Does it matter what side of the bat I hit with?
Yes. All wood bats are intended to be used with the label facing either up or down as the ball is struck. This ensures that the strongest part of the wood is making contact.
Do bats need lacquer or top coat?
Technically no, but most bats have a top coat for a very good reason. A top coat on wood seals in the moisture content, and that moisture content is critical to the strength of the wood. Raw bats in dry climates will lose moisture content and with it, strength. Raw bats in humid climates will gain moisture content which is fine for strength but will make the bat heavier. Top coat in the form of clear lacquer or matte black is a good thing.
What is the "Sealed Raw" finish?
Our "Sealed Raw" finish is a method that we have developed for sealing wood from moisture changes while maintaining the look and feel of a raw bat. It's the best option out there for those that like a raw bat.
What is the black dot on the handle of some bats?
This is the MLB approved method for testing the straightness of the wood grain. The ink makes the grain more visible so the straightness can be measured. The ink dot is not necessary on Ash bats because the grains are easily visible. All of our adult size and Youth Pro Build bats—in Maple or Birch—are ink dot tested and meet professional standards.
Why do some bats have a cupped end?
Cupping takes a little bit of weight, approximately .5oz, off the end of the bat to slightly shift the balance closer to the handle. It can also be used to make a final adjustment to ensure the bat meets the desired weight.
What is drop weight?
This is a comparison of the length (in) to the weight (oz). For example, a 33in drop 3 bat would weight 30oz. Most leagues from high school and up allow a drop weight of no more than -3oz. Younger kids need a lighter bat therefore our Youth Pro Builds come in -5oz and our youth standard barrel bats come in -6oz.
What wood species is the best?
That depends on what characteristics you’re looking for. If you want a loud invigorating crack, go with Maple. If you want the best possible durability and life span, Birch is what you want. If safety is your main concern with the possibility of bats breaking into multiple pieces and you love flex in your bat, then Ash is the way to go. The truth is they’re all great woods and you can’t go wrong with any of them.
Are your bats BBCOR certified?
The truth is, there is no BBCOR certification for one piece wood bats. Having said that, all of our bats—apart from trophy bats—are cut from professional A grade prime wood. But to be honest the wood is so good they should be BBCOR certified.
What is the Swing Weight Scale all about?

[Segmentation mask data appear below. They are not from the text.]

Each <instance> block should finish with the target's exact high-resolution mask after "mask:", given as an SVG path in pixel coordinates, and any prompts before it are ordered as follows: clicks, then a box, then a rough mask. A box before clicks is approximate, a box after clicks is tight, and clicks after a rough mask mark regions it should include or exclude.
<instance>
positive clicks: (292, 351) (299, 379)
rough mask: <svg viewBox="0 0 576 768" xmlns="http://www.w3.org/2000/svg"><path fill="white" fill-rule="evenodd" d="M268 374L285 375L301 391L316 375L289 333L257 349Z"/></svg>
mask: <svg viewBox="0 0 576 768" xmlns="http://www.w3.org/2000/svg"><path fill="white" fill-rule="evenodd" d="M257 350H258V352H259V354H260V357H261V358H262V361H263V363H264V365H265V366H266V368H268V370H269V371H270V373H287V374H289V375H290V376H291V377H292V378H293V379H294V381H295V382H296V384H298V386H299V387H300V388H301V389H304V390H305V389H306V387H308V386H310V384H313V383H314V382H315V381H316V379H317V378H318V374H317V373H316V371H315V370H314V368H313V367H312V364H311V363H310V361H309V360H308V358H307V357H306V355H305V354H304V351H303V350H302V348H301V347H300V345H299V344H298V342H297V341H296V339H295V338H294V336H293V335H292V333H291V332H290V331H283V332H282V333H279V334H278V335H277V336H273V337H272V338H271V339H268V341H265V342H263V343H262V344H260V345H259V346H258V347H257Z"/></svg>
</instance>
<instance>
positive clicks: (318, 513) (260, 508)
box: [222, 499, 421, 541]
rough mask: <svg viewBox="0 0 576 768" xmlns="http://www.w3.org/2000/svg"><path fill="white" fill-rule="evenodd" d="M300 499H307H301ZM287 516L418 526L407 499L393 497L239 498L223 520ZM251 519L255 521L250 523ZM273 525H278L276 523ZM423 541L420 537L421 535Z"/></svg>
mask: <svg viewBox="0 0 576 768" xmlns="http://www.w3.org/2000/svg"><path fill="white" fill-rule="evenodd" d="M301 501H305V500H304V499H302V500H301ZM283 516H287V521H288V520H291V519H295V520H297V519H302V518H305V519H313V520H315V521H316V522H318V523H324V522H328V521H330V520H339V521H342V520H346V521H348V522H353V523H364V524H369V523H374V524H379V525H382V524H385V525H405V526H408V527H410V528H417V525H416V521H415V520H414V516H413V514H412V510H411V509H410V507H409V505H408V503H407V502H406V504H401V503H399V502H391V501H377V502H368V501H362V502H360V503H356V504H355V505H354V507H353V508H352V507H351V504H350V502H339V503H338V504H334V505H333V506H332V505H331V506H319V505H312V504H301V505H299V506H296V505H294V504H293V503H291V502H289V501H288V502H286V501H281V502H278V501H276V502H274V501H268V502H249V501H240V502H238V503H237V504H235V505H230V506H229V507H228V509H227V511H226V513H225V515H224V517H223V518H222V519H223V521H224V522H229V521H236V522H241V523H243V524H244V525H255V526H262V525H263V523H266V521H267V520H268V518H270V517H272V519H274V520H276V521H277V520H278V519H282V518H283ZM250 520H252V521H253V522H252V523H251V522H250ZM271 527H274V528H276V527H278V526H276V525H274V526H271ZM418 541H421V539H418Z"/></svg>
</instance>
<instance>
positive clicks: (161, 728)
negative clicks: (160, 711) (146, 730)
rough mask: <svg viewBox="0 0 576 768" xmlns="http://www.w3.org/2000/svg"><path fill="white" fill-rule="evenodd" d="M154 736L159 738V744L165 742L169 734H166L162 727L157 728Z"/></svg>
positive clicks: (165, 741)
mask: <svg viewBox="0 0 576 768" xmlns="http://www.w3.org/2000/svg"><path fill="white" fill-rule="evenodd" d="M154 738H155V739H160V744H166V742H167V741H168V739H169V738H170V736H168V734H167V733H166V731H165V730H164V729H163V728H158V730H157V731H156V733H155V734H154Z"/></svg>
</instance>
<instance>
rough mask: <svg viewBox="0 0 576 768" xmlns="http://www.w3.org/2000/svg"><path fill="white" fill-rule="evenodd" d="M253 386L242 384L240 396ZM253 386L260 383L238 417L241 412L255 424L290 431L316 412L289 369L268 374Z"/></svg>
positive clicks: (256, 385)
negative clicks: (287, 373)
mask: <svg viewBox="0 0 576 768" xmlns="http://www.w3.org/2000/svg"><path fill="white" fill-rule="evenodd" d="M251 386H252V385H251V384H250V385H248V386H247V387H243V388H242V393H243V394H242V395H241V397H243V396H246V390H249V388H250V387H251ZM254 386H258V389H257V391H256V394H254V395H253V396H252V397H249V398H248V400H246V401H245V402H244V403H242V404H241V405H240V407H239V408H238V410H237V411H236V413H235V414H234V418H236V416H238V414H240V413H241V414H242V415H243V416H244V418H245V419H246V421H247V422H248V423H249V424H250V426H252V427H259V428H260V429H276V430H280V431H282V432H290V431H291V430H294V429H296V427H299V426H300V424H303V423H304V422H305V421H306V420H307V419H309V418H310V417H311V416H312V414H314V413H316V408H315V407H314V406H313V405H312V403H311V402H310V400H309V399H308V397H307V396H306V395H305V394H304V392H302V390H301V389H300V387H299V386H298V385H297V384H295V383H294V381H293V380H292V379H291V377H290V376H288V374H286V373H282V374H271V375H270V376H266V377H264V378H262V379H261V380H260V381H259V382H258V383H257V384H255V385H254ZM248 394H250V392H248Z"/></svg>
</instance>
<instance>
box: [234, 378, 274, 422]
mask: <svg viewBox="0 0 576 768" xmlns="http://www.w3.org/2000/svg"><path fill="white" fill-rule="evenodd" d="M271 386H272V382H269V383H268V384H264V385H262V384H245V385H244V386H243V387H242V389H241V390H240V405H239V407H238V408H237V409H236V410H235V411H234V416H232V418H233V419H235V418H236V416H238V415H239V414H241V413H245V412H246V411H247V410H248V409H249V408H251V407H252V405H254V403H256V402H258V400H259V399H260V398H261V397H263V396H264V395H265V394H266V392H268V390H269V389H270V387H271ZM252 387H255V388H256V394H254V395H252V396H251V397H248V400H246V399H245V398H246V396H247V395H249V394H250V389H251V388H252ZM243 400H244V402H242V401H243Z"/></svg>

If you have seen our swing weight scale in the past, you will notice some major differences in this new one. To be brief, there are different methods of measuring or calculating the swing weight of a bat and every method yields different results. While our old scale was useful in its own way, we have decided to use an established method for calculating the swing weight of our bats from here on out. This is the same standard (ASTM F2398) that the BBCOR lab uses and is the most realistic method.
As every ball player knows, different bat models feel different when swung and as time goes on every player finds the model that feels the best to them. To help younger players find that perfect fit quicker, we have created a one of a kind scale that compares what we call the “swing weight” of all of our bat models. Swing weight is essentially the effort required by the hitter to move the bat through a full swing. The swing weight of a bat depends upon the length, shape, and weight.
Bats on the left side of the scale will be easier to get through the zone and give the hitter more control, while those on the right side are more end loaded for power but require more muscle. Our advice for anyone new to wood bats is to get your hands on different models—if possible—to get an idea of what feels good to you. If you don’t have any bats available to you then select something in the lower end of the scale to start with, you can’t really go wrong with a lighter swing weight bat but you certainly can with a heavier one.
What is the "extra compression" all about?
For well over 100 years players and bat manufacturers have been compressing the surface of bats with hard objects like bones, glass bottles, steel bars, etc. Compressing makes the surface of the wood smooth and less susceptible to denting. Wood bats still need to be hit with or "broken in" before they reach their peak performance. We have developed an "extra compression" process that essentially "breaks in" the barrel so the bat is at or very near it's peak performance from the first swing. All of our bats have and will always come with a single level of compression at no charge. Extra compression takes more time, so we have to charge a little for that.
What is the puck knob all about?
The puck knob has become more popular in the last year or so, but is not a new concept. In short, it's a way of shifting the center of mass a little closer to the hands which makes it a bit easier to swing. We often get asked "do I need to order a different length or weight than usual if I go with a puck knob?" No. We do not count the puck as part of the bat length, so if you order a 33" bat with a puck knob it will technically be 33.75" but the extra .75" is all in the puck. We do count the puck as part of the total bat weight, so the puck does not add any extra weight to the bat.